At this stage in rehearsals, I think Octavius Caesar is powerful, young, ambitious, proud and ‘still’. I’m working towards some sort of physical stillness because he has the assurance of being this world leader. There is a relaxation to Antony that Caesar just doesn’t have and you can see that in the script. The things I say are very purposeful, clear and concise pretty much all the way through. There are a couple of moments where that slips which are really interesting - little moments when his guard falls and his control lapses but Caesar is very much a character who likes being in control of the situation.
Rehearsals this week
We’ve started running the play now. The day before yesterday we split it up into four quarters and ran each quarter. We were then given some notes and worked on some scenes that needed tightening up. It was really lovely to do a run because we haven’t been together as a whole company very much and also because I haven’t seen any of the Cleopatra scenes at all. I have one scene with Cleopatra at the end but otherwise I hadn’t seen anything so that was great.
We haven’t heard the play as a whole since the read through. We have looked at other bits of the play but I hadn’t read the entire script since the read through so it was really lovely to see what Dominic [the director] has done with scenes and the play as a whole. The story is really very clear and I think the play has energy, a real pace that is just wonderful.

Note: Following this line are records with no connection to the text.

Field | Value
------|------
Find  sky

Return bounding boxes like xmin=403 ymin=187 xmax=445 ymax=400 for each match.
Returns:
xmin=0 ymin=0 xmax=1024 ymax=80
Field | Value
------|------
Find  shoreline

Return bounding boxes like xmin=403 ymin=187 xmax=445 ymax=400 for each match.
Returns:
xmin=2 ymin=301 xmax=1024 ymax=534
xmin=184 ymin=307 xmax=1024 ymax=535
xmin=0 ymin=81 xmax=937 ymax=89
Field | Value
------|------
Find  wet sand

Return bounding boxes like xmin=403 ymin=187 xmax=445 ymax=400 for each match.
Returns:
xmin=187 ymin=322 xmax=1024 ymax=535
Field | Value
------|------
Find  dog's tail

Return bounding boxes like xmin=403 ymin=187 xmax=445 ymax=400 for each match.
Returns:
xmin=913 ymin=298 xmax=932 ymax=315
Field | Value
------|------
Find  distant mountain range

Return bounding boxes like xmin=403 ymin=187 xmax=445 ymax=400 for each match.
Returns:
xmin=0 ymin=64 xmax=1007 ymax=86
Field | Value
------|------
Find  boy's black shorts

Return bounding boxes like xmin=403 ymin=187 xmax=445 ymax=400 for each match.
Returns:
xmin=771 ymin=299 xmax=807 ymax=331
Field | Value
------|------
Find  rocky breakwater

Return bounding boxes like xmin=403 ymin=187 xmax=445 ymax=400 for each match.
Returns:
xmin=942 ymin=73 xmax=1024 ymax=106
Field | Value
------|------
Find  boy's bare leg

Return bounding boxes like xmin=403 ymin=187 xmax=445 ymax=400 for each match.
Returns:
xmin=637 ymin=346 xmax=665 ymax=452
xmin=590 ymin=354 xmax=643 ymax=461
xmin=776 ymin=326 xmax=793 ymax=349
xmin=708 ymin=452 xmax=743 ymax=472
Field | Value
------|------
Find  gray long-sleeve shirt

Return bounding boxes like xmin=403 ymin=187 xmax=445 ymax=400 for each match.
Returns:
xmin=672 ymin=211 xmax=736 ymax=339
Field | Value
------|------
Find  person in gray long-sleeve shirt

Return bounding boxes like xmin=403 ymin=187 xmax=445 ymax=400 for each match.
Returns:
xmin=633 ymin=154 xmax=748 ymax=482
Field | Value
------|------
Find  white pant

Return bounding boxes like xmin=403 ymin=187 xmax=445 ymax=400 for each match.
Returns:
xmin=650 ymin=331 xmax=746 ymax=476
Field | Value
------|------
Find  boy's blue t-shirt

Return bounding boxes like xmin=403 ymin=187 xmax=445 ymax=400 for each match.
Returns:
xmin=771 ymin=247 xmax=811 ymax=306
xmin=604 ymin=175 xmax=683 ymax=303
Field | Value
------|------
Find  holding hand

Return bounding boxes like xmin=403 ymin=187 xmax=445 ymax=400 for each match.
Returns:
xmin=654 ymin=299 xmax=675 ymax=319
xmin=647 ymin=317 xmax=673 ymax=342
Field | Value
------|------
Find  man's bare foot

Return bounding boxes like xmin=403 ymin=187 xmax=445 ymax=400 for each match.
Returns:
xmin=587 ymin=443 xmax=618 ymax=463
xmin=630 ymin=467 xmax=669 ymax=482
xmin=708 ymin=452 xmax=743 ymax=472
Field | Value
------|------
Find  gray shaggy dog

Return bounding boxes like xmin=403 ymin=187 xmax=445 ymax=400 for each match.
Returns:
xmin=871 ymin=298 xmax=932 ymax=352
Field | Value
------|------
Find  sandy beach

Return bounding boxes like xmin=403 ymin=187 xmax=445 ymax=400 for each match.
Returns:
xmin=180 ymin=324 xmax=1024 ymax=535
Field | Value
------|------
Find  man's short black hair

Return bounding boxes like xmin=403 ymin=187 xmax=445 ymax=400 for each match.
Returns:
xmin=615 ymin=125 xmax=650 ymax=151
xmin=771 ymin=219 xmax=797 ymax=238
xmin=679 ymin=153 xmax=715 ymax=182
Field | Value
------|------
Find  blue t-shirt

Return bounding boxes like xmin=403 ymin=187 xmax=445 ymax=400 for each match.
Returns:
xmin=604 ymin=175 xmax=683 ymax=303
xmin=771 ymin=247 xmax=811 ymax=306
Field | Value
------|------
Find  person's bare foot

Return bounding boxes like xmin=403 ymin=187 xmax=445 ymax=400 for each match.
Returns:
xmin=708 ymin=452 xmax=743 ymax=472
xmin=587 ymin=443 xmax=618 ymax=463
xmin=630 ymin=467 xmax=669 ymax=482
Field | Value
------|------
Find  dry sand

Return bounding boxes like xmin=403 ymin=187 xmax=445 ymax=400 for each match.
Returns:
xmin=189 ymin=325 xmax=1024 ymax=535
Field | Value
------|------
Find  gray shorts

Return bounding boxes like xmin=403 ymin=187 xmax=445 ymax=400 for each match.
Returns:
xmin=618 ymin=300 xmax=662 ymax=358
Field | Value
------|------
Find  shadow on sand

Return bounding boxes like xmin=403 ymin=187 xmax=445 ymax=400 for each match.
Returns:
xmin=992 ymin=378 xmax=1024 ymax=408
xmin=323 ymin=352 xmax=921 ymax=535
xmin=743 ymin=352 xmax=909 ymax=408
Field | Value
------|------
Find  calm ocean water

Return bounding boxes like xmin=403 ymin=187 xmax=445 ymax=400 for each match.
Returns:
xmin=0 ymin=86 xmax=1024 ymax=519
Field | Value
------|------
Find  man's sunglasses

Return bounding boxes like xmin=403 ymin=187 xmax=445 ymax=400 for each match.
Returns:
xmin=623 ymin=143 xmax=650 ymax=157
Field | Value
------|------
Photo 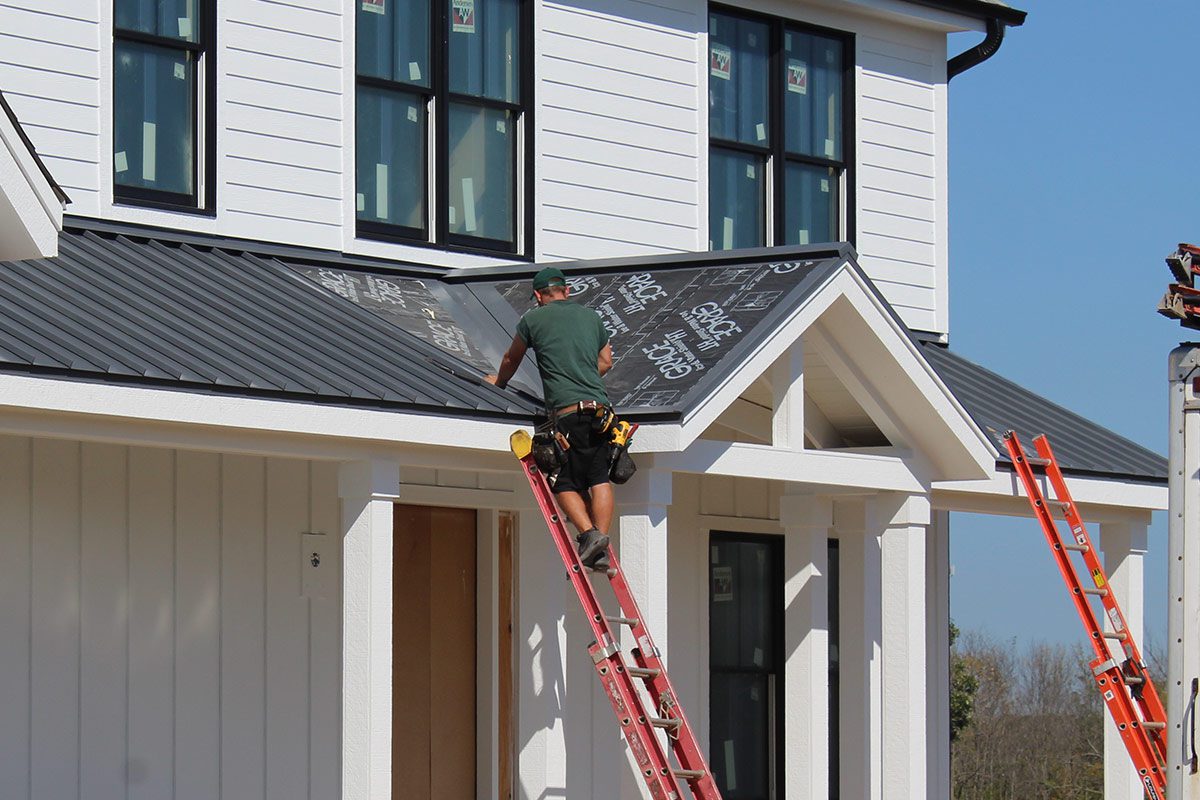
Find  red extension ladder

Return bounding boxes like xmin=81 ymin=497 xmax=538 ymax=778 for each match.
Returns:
xmin=510 ymin=431 xmax=721 ymax=800
xmin=1004 ymin=431 xmax=1166 ymax=800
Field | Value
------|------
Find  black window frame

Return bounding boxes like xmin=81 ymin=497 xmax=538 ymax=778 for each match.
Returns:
xmin=704 ymin=2 xmax=858 ymax=251
xmin=109 ymin=0 xmax=217 ymax=217
xmin=353 ymin=0 xmax=535 ymax=260
xmin=706 ymin=530 xmax=787 ymax=799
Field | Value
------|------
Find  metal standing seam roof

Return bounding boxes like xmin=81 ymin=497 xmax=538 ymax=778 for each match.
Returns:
xmin=0 ymin=230 xmax=536 ymax=419
xmin=0 ymin=221 xmax=1166 ymax=482
xmin=922 ymin=342 xmax=1168 ymax=482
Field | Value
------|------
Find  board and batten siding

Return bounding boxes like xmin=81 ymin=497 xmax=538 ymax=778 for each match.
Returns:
xmin=0 ymin=437 xmax=342 ymax=800
xmin=856 ymin=32 xmax=949 ymax=333
xmin=535 ymin=0 xmax=708 ymax=260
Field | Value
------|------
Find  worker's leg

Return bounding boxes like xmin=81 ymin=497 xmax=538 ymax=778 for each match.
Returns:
xmin=588 ymin=483 xmax=612 ymax=534
xmin=554 ymin=492 xmax=595 ymax=533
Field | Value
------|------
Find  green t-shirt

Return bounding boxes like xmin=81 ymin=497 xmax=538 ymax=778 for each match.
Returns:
xmin=517 ymin=300 xmax=608 ymax=409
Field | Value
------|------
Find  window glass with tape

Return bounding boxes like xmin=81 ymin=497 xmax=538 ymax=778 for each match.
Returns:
xmin=708 ymin=13 xmax=770 ymax=145
xmin=112 ymin=0 xmax=216 ymax=211
xmin=355 ymin=86 xmax=427 ymax=229
xmin=113 ymin=0 xmax=200 ymax=42
xmin=355 ymin=0 xmax=430 ymax=86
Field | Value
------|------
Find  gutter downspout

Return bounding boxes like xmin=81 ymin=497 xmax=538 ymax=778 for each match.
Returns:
xmin=946 ymin=17 xmax=1006 ymax=83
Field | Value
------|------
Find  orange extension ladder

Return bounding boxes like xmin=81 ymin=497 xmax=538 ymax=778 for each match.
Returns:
xmin=1004 ymin=431 xmax=1166 ymax=800
xmin=510 ymin=431 xmax=721 ymax=800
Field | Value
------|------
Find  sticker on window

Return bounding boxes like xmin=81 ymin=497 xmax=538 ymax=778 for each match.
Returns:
xmin=450 ymin=0 xmax=475 ymax=34
xmin=708 ymin=42 xmax=733 ymax=80
xmin=787 ymin=59 xmax=809 ymax=95
xmin=713 ymin=566 xmax=733 ymax=603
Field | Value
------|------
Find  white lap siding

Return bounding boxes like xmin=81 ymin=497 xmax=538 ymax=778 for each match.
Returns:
xmin=0 ymin=437 xmax=341 ymax=800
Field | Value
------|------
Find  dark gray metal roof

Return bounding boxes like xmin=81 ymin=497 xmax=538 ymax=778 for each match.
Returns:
xmin=0 ymin=91 xmax=71 ymax=205
xmin=923 ymin=343 xmax=1166 ymax=483
xmin=0 ymin=220 xmax=536 ymax=419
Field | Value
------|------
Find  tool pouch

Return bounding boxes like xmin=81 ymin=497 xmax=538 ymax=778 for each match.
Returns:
xmin=608 ymin=445 xmax=637 ymax=483
xmin=533 ymin=428 xmax=566 ymax=476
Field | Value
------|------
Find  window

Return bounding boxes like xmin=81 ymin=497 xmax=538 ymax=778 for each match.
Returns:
xmin=356 ymin=0 xmax=532 ymax=253
xmin=113 ymin=0 xmax=216 ymax=211
xmin=708 ymin=11 xmax=851 ymax=249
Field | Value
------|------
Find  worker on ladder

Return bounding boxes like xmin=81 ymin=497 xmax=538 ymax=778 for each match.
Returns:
xmin=486 ymin=272 xmax=613 ymax=571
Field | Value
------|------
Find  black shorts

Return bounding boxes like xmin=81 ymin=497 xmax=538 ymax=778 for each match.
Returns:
xmin=554 ymin=411 xmax=612 ymax=494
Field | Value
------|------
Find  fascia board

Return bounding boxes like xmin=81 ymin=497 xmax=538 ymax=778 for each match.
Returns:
xmin=0 ymin=122 xmax=62 ymax=260
xmin=932 ymin=468 xmax=1166 ymax=521
xmin=0 ymin=103 xmax=62 ymax=230
xmin=0 ymin=374 xmax=520 ymax=452
xmin=680 ymin=263 xmax=848 ymax=447
xmin=680 ymin=263 xmax=997 ymax=477
xmin=825 ymin=270 xmax=1000 ymax=477
xmin=653 ymin=439 xmax=929 ymax=494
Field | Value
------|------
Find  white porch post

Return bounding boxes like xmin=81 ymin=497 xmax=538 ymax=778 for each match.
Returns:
xmin=779 ymin=493 xmax=833 ymax=800
xmin=877 ymin=494 xmax=930 ymax=800
xmin=512 ymin=494 xmax=571 ymax=800
xmin=925 ymin=511 xmax=950 ymax=798
xmin=1100 ymin=522 xmax=1147 ymax=800
xmin=337 ymin=459 xmax=400 ymax=800
xmin=834 ymin=500 xmax=883 ymax=800
xmin=619 ymin=470 xmax=672 ymax=800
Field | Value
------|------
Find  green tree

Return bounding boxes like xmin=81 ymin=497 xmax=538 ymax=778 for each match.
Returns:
xmin=950 ymin=621 xmax=979 ymax=741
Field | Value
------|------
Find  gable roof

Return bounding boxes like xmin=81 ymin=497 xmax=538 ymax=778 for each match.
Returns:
xmin=923 ymin=343 xmax=1166 ymax=483
xmin=0 ymin=219 xmax=1165 ymax=481
xmin=0 ymin=220 xmax=536 ymax=417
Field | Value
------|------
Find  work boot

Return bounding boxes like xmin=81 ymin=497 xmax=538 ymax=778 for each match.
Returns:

Different perspectives on the play
Seeing the whole play makes you see your character in context. Antony & Cleopatra is a play of contrasts between Rome and Egypt and seeing it as a whole helps you realise what you are contrasting with. The order of scenes is also enlightening for me because the scene before has a bearing on the next scene; you can read it in the book but it doesn’t really have the same effect as when it is there in front of you. Sometimes, it can change your whole perspective on a scene. It is really interesting and important for the arc of your character. Again, you can look at things in the book and just get the progression, but it is only when you see it on stage that you get the energy that the scene gives you. Overall, I think we have done a little bit more work on the first half than the second, and I think we will need to look some more at the second half because it is very bitty. There are lots of short scenes and then there are these big long scenes that Antony and Cleopatra have in which they have to change emotional pitch a lot; in just one line they have to go from something really huge to something really intimate. Also, there is this tendency at the end of a play to stretch things out. Dominic mentioned that when actors know it is coming to an end they leave longer pauses and don’t pick up their cues as fast. This morning we’ve been working on some bits of acting that just needed more pace.
At the end of every play at the Globe the actors do a jig – a dance – to give the play a happy ending so it's not too depressing. We’ve rehearsed the jig and it's really good. It starts with the characters from the Roman world moving to a very rigid beat and then the Egyptians start dancing in more circular and fluid movements behind us and then the Romans get sucked into the Egyptian movements. And it’ll be really nice to do the jig at the end of the show because the play can be quite heavy, even though there is also loads of comedy in the play. The jig will be a really uplifting end.
We’ve also been doing some singing because we will be doing some singing within the jig. We haven’t been told which parts we are doing to music at the moment. There is a short piece of music – a lament - that we all sing when Cleopatra gets carried off towards the end. The whole cast sings that, even the people backstage. A woman called Belinda who is an incredible, incredible singer came in and talked to us about it and we had an hour and a half to learn these songs.
The thinking behind the music is similar to the thinking behind the costumes: they have taken the idea of what the Elizabethans would have thought Eastern music would sound like. I think Belinda said that the Elizabethan audience would have known this kind of song. The words are Turkish and Arabic and it is apparently quite a traditional song. Some parts of it are words and some parts are just the equivalent of singing ‘la la la’ to a particular tune.
The one we have looked at for the jig does have some words. I’m not sure if we’ll use this in the final production but the one we’ve been looking at today has an English translation at the bottom of the page:
There is no escape and no hope for one.
Everything has changed.
Everything has been deserted,
And everything exhibits death.
Hear my complaints, which alas
I, miserable and powerless must speak
From deep inside myself
As I burn blind with demented rage.
We are singing just the harmony while Belinda sings the lament. So far it sounds really good.
Tomorrow, the rest of the musicians are joining us for the first time. All of the music at the Globe is live and the musicians are joining us to go through their parts. For instance, when I come on to the stage I have fanfares and trumpets - which is wicked! It will be nice to have that because it will help to give me that feeling of being an emperor. I think it might give me the giggles because I can’t quite believe it's being played for me. I’m just Jack!
These comments are the actor's thoughts and ideas about the part as s / he goes through the rehearsal process – they are simply his / her own interpretations and frequently change as the rehearsals progress.